Secondo il presidente dell'EPFL la pandemia ha evidenziato carenze in tale ambito: «Dobbiamo migliorare»
LOSANNA - La pandemia causata dal nuovo coronavirus ha evidenziato i deficit della Svizzera nella digitalizzazione. E i soldi hanno solo un ruolo minore in questa situazione.

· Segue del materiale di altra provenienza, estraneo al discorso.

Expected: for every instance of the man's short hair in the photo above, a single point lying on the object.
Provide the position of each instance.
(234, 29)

Lo afferma il presidente del Politecnico federale di Losanna (EPFL) Martin Vetterli.
Una pandemia mette in rilievo le debolezze di una società, non solo dal punto di vista sociale, politico e medico, ma anche tecnologico, dice Vetterli in un'intervista pubblicata oggi dalla NZZ. Il Paese ha un problema ed è stato preso alla sprovvista dalla crisi, osserva. «Ora dobbiamo essere onesti, vedere le carenze e diventare migliori».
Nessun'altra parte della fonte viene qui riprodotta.